Below, a boy appears. He’s wearing shorts so big they fall below his knees, which are cinched so tight they crease in rows at the waistband. My gaze follows him as he drags his feet slowly up the current, then walks backwards in long, heavy strides. He reaches underwater as if he’s searching for something. The water welcomes him as he dips down again and again, splashing and spinning. My inner child wants to jump in and join him. 

The boy eventually breaks the water’s surface, releasing a huge breath of air and peers down at his clenched hand. He searches for something within the pile of dirt in his hands, fondling it delicately and sorting through the sand and rock. A sly smile slides over his face. It’s as if he’s found a sacred treasure amidst the particles of garbage and earth. I squint to see what is concealed within the nest of his hands, but he quickly plops whatever it is straight into his mouth. I crave an explanation but adore the mystery of the situation. I break the silence to ask the boy what he is searching for. 

“Sikke” he responds; coins. He puts them in his mouth to assure he doesn’t lose them as he continues his underwater hunt.

 I am astonished how hard people here work to make a living, with such little remuneration. Hundreds of thousands of coins are thrown into the holy Ganges river annually, as blessings to Ganga, the goddess of purification and forgiveness. The locals then dive into the river when the water is low and spend hours hunting for the abundance of wealth which is held hidden deep beneath the layers of decayed corpses, dirt and waste. The Ganges cherishes her citizens, which is why these coins appear; she of course would never let them starve. 

“Didi, please,” says a voice as soft as a flower, one that has curled up overnight, shy and sweet.

 A young girl begs us to buy her floral floats, the gift sent down the river, lit by a candle. Her deep brown eyes search for my sympathy. I stare past her tangled mass of brown hair with the intention to ignore her very presence. I am an easy target; a blonde, naive, fair-skinned tourist. Even after experiencing the same thing hundreds of times before, each begging child stirs with my sensitive heart. I swallow hard.

 “No, I’m sorry.” I say again, keeping my voice sturdy, untouchable and distant. She doesn’t budge. Nearly as stubborn as me, I recognize her persistence. 

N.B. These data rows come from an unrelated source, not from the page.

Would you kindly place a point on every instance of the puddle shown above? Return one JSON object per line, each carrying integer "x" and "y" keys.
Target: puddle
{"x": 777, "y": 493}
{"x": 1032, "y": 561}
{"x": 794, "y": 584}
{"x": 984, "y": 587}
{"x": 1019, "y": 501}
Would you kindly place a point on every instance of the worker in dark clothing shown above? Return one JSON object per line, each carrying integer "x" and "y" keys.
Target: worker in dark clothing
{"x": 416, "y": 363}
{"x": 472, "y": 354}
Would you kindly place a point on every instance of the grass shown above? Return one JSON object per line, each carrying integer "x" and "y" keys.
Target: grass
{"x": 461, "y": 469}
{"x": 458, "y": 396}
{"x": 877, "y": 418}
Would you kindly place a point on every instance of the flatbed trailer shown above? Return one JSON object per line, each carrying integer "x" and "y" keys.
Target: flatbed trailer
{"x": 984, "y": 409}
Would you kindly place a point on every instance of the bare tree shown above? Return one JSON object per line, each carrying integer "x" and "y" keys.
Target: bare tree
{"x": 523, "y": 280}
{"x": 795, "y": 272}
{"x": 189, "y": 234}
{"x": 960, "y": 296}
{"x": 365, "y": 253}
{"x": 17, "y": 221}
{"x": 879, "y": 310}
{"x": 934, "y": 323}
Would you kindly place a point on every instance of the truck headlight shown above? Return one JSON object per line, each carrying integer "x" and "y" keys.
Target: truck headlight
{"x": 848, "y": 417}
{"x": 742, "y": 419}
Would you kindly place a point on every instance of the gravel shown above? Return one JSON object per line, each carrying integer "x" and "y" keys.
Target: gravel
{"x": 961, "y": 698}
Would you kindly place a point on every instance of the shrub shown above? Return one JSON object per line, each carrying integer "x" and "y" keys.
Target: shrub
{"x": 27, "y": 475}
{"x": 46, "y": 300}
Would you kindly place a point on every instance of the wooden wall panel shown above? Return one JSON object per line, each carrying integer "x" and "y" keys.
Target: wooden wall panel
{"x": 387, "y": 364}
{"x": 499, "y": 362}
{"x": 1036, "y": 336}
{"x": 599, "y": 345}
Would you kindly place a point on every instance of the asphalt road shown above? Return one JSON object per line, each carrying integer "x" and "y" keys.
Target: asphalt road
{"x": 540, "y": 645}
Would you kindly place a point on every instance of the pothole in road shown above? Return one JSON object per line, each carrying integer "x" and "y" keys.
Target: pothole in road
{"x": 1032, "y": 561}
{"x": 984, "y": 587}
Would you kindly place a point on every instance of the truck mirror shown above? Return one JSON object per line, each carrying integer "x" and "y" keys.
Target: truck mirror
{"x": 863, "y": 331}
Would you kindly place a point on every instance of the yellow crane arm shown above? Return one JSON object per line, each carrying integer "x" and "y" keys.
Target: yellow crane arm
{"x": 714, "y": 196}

“What is your name?” I break. 

The young girl’s eyebrows come together in a furrow. “Manakshee”, she answers. 

My four friends and I learn about Manakshee and her life. Her desperate expression is wiped away, replaced with eyes that show a sky of endless curiosity and innocence. As she smiles, whirlpools form from the dimples in her cheeks. Her hands open stiffly and she claps repeatedly, her fingers separated wide apart as if they’re dripping with sticky ice cream. I’m captivated by Manakshee’s every movement, and addicted to her emotion-filled stories. 

School for Manakshee is a place to learn six days a week, but also the only place where she can rely on a meal. The supreme court of India passed a law in 2001 giving all students under the age of 13 free meals at public school. This law was put in place because children were not attending school; working for their parents was considered a more valuable way to spend their time. Thankfully, having free meals at schools has encouraged malnourished children coming from low income families to go to school. Manakshee speaks of the difficulties in her life with ease, focusing rather on her dreams for the future; she hopes to become a police officer when she grows up, but for now she is content selling flower floats. She views life with such simplicity, contrasting the chaos of the society that surrounds her. 

The sun sets, and the Laxman Jhula lights up like a tide of phosphorescence. Manakshee’s stories trail off with the daylight and we say our goodbyes as she heads down to pick up the basket of flower floats left at the bottom of the stairs. She then skips off, Her mass of long brown hair flowing behind her, like the current of the massive mother Ganga.